LLM architecture comparison | Svelte Hacker News

strangescript 3 hours ago

The diagrams in this article are amazing if you are somewhere in between a novice and expert. Seeing all of the new models laid out next to each other is fantastic.

bravesoul2 6 hours ago

This is a nice catchup for some who hasn't been keeping up like me

webappguy 2 hours ago

Would love to see a PT.2 w even what is rumored in top closed source frontier models eg. o5, o3 Pro, o4 or 4.5, Gemini 2.5 Pro, Grok 4 and Claude Opus 4

Chloebaker 4 hours ago

Honestly its crazy to think how far we’ve come since GPT-2 (2019), today comparing LLMs to determine their performance is notoriously challenging and it feels like every 2 weeks a models beats a new benchmark.
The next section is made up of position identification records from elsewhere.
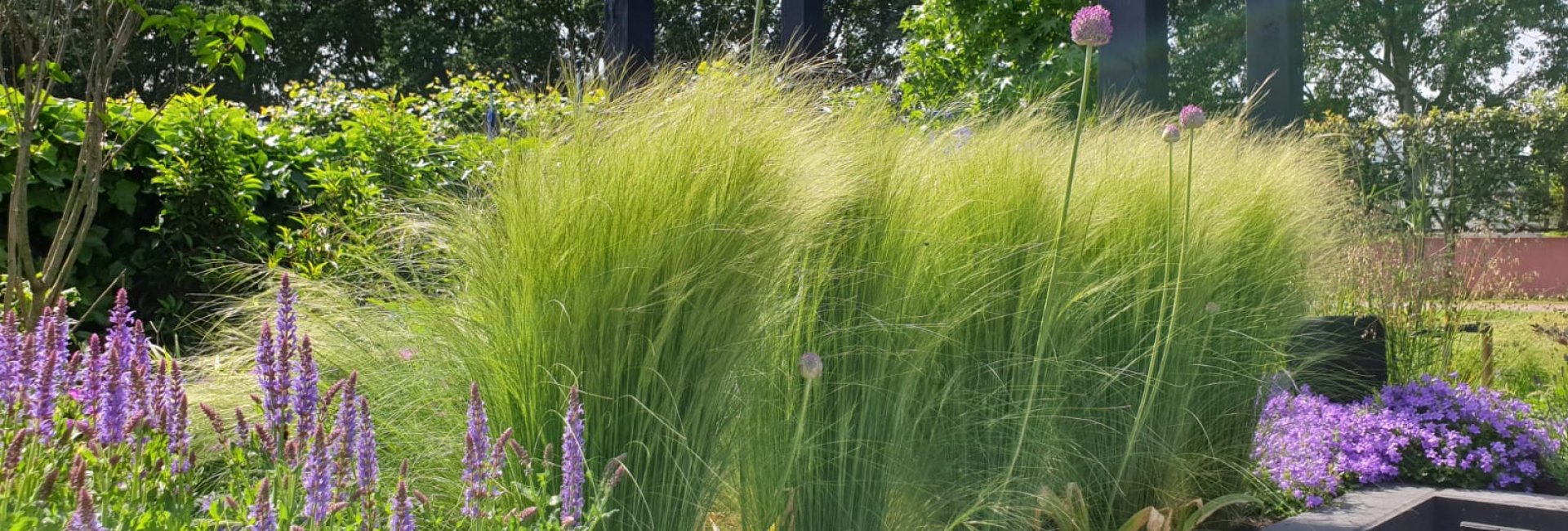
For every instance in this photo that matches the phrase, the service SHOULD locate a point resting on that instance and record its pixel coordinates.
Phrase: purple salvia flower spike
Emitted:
(402, 506)
(305, 387)
(85, 515)
(317, 478)
(475, 457)
(44, 384)
(262, 514)
(574, 467)
(369, 471)
(1092, 27)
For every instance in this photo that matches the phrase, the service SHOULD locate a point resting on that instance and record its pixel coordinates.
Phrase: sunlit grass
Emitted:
(678, 251)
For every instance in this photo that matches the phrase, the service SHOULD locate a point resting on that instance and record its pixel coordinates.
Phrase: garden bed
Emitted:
(1433, 510)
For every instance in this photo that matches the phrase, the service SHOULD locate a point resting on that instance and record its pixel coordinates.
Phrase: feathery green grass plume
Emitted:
(676, 252)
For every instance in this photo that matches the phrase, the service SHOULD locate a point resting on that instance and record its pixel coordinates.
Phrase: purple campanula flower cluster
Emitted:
(1428, 431)
(1472, 435)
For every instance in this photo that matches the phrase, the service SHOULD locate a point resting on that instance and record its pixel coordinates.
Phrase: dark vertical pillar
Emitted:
(629, 32)
(804, 27)
(1136, 65)
(1275, 54)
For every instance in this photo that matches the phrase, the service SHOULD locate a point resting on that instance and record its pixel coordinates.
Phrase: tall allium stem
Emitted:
(1156, 358)
(1051, 274)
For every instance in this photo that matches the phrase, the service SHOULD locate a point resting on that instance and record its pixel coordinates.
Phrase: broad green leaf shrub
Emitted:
(305, 185)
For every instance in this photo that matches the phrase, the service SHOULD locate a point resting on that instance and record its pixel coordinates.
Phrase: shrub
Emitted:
(305, 187)
(1428, 433)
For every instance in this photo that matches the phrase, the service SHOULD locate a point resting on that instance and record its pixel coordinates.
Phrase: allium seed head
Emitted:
(1192, 118)
(809, 365)
(1092, 27)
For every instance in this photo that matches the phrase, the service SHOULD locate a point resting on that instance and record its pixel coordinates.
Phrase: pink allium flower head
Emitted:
(1192, 118)
(1092, 27)
(809, 365)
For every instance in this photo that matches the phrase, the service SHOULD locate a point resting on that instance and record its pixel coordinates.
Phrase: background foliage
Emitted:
(306, 187)
(1489, 168)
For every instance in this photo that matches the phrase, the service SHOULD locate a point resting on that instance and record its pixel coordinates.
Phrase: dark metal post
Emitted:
(1136, 65)
(1274, 54)
(804, 27)
(629, 32)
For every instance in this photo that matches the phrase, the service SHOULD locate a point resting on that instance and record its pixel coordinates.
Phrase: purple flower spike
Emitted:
(274, 381)
(572, 466)
(1192, 118)
(317, 478)
(262, 514)
(1092, 27)
(809, 365)
(306, 394)
(402, 506)
(112, 409)
(85, 517)
(475, 457)
(44, 386)
(10, 360)
(366, 452)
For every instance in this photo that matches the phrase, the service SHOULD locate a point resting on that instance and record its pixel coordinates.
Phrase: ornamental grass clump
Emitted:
(976, 337)
(1426, 433)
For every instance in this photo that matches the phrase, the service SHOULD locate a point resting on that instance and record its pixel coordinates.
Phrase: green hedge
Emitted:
(203, 182)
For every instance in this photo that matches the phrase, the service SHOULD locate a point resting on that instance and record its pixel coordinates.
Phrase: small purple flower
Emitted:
(262, 514)
(85, 515)
(47, 359)
(574, 467)
(1092, 27)
(366, 452)
(475, 457)
(402, 506)
(11, 381)
(809, 365)
(1192, 118)
(306, 395)
(112, 413)
(317, 478)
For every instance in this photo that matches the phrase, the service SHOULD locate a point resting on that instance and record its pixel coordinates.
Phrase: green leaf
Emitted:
(253, 22)
(124, 194)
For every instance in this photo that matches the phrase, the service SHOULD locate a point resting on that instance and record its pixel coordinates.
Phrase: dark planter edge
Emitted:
(1414, 508)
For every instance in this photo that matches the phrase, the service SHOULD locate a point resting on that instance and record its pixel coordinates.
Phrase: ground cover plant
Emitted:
(1426, 433)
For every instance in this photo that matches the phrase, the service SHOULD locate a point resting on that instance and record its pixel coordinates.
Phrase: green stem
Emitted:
(756, 32)
(1051, 274)
(800, 433)
(1160, 339)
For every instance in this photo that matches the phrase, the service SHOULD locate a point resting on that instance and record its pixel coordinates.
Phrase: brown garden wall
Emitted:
(1534, 266)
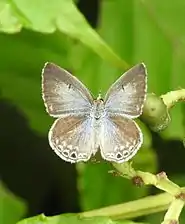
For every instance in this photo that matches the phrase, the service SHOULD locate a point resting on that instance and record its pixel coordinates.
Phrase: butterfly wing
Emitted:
(63, 93)
(120, 139)
(126, 96)
(72, 138)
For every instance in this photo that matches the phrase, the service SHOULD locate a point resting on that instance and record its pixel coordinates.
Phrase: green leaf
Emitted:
(70, 219)
(9, 23)
(12, 208)
(94, 179)
(57, 15)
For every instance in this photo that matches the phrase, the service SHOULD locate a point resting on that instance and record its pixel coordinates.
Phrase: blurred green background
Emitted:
(34, 32)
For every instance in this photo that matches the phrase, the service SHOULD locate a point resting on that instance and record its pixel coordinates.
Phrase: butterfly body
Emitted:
(84, 125)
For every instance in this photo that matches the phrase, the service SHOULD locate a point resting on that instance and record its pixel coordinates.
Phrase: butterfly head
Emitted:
(98, 109)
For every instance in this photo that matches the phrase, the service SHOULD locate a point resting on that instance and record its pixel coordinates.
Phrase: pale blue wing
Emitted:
(126, 96)
(63, 93)
(73, 138)
(120, 139)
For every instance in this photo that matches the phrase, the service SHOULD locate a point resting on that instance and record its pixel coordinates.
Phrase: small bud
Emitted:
(155, 113)
(138, 181)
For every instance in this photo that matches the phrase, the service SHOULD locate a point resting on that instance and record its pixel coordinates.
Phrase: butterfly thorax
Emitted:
(98, 109)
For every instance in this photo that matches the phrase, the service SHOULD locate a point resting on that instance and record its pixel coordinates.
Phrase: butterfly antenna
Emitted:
(99, 96)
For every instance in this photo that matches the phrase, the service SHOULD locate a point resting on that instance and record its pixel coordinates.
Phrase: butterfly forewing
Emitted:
(120, 139)
(126, 96)
(63, 93)
(84, 124)
(72, 138)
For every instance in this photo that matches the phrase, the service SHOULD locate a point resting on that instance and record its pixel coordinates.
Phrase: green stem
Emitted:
(173, 213)
(171, 98)
(132, 209)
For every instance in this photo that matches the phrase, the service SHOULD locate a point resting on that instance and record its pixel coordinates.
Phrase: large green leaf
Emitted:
(58, 14)
(12, 208)
(94, 179)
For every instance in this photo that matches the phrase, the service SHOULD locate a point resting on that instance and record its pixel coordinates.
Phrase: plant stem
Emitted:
(173, 213)
(172, 97)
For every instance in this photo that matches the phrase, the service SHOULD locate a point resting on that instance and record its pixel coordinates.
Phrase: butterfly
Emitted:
(84, 124)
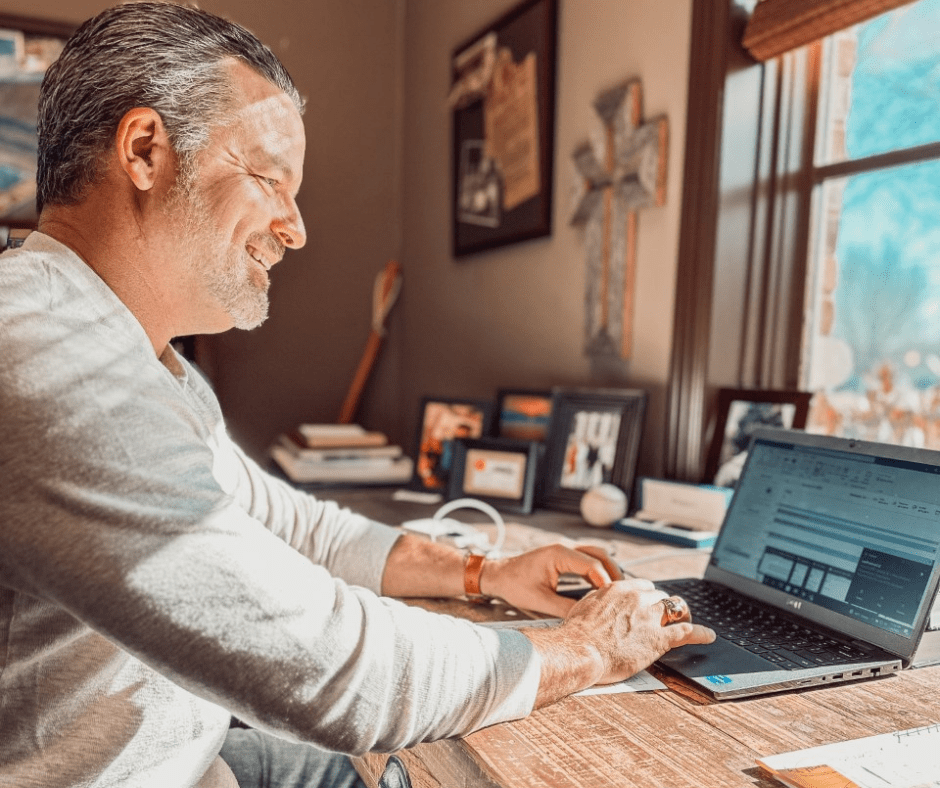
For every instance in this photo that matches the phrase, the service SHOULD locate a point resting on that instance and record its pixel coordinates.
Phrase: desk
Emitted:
(673, 738)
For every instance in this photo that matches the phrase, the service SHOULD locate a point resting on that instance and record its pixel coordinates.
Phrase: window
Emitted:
(871, 338)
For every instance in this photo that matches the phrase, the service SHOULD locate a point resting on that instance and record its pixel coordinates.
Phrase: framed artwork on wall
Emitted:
(442, 421)
(740, 411)
(499, 471)
(27, 48)
(594, 438)
(503, 114)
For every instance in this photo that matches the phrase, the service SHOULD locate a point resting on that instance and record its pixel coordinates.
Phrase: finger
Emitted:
(613, 570)
(584, 565)
(683, 634)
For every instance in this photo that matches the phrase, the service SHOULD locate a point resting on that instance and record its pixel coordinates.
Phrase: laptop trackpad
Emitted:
(720, 657)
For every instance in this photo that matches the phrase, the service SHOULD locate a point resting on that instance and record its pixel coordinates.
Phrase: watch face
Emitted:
(395, 774)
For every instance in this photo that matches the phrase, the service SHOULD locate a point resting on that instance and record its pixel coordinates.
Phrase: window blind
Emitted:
(777, 26)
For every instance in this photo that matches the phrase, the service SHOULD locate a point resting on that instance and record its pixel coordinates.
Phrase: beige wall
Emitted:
(514, 316)
(377, 186)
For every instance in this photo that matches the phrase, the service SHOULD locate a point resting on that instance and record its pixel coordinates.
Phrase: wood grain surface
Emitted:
(673, 738)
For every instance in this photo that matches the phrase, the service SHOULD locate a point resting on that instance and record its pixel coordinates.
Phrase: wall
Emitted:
(514, 316)
(377, 186)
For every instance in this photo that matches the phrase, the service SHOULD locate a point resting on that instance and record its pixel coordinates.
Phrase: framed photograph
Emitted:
(27, 48)
(500, 471)
(441, 421)
(594, 438)
(503, 113)
(739, 412)
(523, 414)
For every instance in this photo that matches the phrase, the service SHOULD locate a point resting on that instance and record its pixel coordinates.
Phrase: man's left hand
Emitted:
(529, 581)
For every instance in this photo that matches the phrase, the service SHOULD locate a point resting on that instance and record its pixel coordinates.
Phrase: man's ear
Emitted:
(143, 147)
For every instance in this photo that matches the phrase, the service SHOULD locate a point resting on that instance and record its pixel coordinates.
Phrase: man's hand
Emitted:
(528, 581)
(611, 634)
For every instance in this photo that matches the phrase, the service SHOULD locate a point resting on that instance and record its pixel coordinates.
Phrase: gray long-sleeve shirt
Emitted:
(154, 580)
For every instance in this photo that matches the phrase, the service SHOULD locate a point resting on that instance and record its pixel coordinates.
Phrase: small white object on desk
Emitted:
(603, 505)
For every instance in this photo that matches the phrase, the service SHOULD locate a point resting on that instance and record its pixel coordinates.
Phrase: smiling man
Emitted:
(155, 581)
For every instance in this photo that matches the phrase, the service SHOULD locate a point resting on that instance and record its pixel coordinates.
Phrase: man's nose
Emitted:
(290, 227)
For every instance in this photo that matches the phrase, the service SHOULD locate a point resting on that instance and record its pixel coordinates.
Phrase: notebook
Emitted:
(831, 544)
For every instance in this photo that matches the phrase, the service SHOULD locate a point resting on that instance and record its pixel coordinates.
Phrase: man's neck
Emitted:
(120, 259)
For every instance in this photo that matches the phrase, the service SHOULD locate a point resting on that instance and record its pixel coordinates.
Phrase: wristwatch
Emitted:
(472, 570)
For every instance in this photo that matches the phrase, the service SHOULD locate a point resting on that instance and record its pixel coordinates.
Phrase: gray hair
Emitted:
(143, 54)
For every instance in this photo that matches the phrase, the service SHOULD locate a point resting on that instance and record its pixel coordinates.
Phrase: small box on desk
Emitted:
(684, 514)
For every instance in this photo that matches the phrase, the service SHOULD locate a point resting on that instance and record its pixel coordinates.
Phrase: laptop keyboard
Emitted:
(760, 630)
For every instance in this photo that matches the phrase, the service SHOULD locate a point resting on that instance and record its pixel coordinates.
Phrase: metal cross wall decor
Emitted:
(625, 172)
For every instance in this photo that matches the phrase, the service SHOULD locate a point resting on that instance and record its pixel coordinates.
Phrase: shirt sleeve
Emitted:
(113, 513)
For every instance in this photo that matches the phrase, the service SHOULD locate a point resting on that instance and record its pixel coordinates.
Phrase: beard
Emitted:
(228, 274)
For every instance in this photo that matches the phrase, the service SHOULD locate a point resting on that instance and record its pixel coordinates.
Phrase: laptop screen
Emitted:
(854, 532)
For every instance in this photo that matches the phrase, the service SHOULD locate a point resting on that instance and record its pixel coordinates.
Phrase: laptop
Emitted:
(830, 546)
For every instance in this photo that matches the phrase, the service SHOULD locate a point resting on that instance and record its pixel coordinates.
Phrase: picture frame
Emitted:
(28, 46)
(740, 410)
(594, 438)
(503, 121)
(499, 471)
(441, 421)
(523, 414)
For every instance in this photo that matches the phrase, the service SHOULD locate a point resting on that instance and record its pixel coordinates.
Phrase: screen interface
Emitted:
(856, 534)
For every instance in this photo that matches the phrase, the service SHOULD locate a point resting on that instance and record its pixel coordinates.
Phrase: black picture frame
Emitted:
(500, 471)
(523, 414)
(30, 45)
(441, 421)
(488, 209)
(594, 438)
(741, 410)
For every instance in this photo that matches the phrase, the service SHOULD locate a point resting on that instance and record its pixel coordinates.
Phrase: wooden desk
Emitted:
(673, 738)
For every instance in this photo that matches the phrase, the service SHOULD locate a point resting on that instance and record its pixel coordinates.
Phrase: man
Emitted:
(153, 580)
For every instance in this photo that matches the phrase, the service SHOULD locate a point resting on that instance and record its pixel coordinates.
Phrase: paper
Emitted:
(693, 505)
(904, 759)
(814, 777)
(641, 682)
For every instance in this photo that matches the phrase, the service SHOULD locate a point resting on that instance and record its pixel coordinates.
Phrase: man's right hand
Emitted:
(611, 634)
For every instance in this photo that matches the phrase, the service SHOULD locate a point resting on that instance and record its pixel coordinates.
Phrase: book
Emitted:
(334, 436)
(391, 470)
(296, 445)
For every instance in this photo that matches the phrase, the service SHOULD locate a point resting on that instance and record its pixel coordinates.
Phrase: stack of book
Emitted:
(340, 454)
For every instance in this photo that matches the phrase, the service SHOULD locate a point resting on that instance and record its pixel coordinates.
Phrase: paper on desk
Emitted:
(640, 682)
(904, 759)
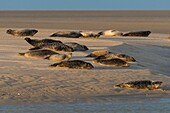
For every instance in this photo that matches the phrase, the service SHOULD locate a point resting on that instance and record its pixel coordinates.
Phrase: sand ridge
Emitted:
(26, 80)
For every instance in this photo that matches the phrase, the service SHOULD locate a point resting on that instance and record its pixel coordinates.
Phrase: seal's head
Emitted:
(9, 31)
(87, 66)
(156, 84)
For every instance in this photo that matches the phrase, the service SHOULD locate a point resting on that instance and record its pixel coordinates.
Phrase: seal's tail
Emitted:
(21, 54)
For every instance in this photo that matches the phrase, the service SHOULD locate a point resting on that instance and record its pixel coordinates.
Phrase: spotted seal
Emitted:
(98, 53)
(138, 33)
(46, 54)
(111, 33)
(116, 55)
(111, 62)
(40, 53)
(23, 32)
(89, 35)
(141, 84)
(68, 34)
(54, 45)
(73, 64)
(59, 57)
(76, 46)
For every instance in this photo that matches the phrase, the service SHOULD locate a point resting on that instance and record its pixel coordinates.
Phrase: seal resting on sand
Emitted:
(67, 34)
(73, 64)
(138, 33)
(76, 46)
(98, 53)
(40, 53)
(24, 32)
(46, 54)
(116, 55)
(89, 35)
(111, 62)
(111, 33)
(54, 45)
(59, 57)
(142, 84)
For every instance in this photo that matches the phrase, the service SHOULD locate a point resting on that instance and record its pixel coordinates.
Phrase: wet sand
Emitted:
(26, 80)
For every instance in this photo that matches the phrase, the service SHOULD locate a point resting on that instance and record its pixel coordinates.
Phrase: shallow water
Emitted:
(155, 106)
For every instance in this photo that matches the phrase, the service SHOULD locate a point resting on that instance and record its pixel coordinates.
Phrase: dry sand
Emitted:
(24, 80)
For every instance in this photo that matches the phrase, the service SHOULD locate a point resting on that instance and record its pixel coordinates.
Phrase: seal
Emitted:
(46, 54)
(138, 33)
(73, 64)
(53, 45)
(24, 32)
(67, 34)
(76, 46)
(40, 53)
(111, 62)
(141, 84)
(98, 53)
(111, 33)
(59, 57)
(116, 55)
(89, 35)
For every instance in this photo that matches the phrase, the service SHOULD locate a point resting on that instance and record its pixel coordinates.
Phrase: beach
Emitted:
(31, 81)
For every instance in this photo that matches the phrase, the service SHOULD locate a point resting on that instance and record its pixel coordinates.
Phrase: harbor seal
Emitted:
(142, 84)
(138, 33)
(111, 62)
(59, 57)
(98, 53)
(111, 33)
(40, 53)
(89, 35)
(54, 45)
(116, 55)
(46, 54)
(76, 46)
(73, 64)
(24, 32)
(67, 34)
I’m really glad DeepSeek was mentioned here, bc the key architectural techniques it introduced in V3 that improved its computational efficiency and distinguish it from many other LLMs was really transformational when it came out.

dmezzetti 5 hours ago

While all these architectures are innovative and have helped improve either accuracy or speed, the same fundamental problem of generating factual information still exists.

Retrieval Augmented Generation (RAG), Agents and other similar methods help mitigate this. It will be interesting to see if future architectures eventually replace these techniques.

tormeh 3 hours ago

To me, the issue seems to be that we're training transformers to predict text, which only forces the model to embed limited amounts of logic. We'd have to find something different to train models on in order for them to stop hallucinating.
bsenftner 2 hours ago

I'm still thinking about how RAG being conceptually simple and easy to implement, why the foundational models have not incorporated it into their base functionality? The lack of that strikes me as a negative point about RAG and it's variants, because if any of them worked, it would be in the models directly and not need to be added afterwards.
- bavell an hour ago
  
  RAG is a prompting technique, how could they possibly incorporate it into the pre training?
  - maleldil an hour ago
    
    CoT is a prompting technique too, and it's been incorporated.
    
    bavell 15 minutes ago
    
    IIUC, CoT is "incorporated" into training by just providing better quality training data which steers the model towards "thinking" more deeply in its responses. But at the end of the day, it's still just regular pre training.
    RAG - Retrieval augmented generation - how can the retrieval be done during training? RAG will always remain external to the model. The whole point is that you can augment the model by injecting relevant context into the prompt at inference time, bringing your own proprietary/domain-specific data.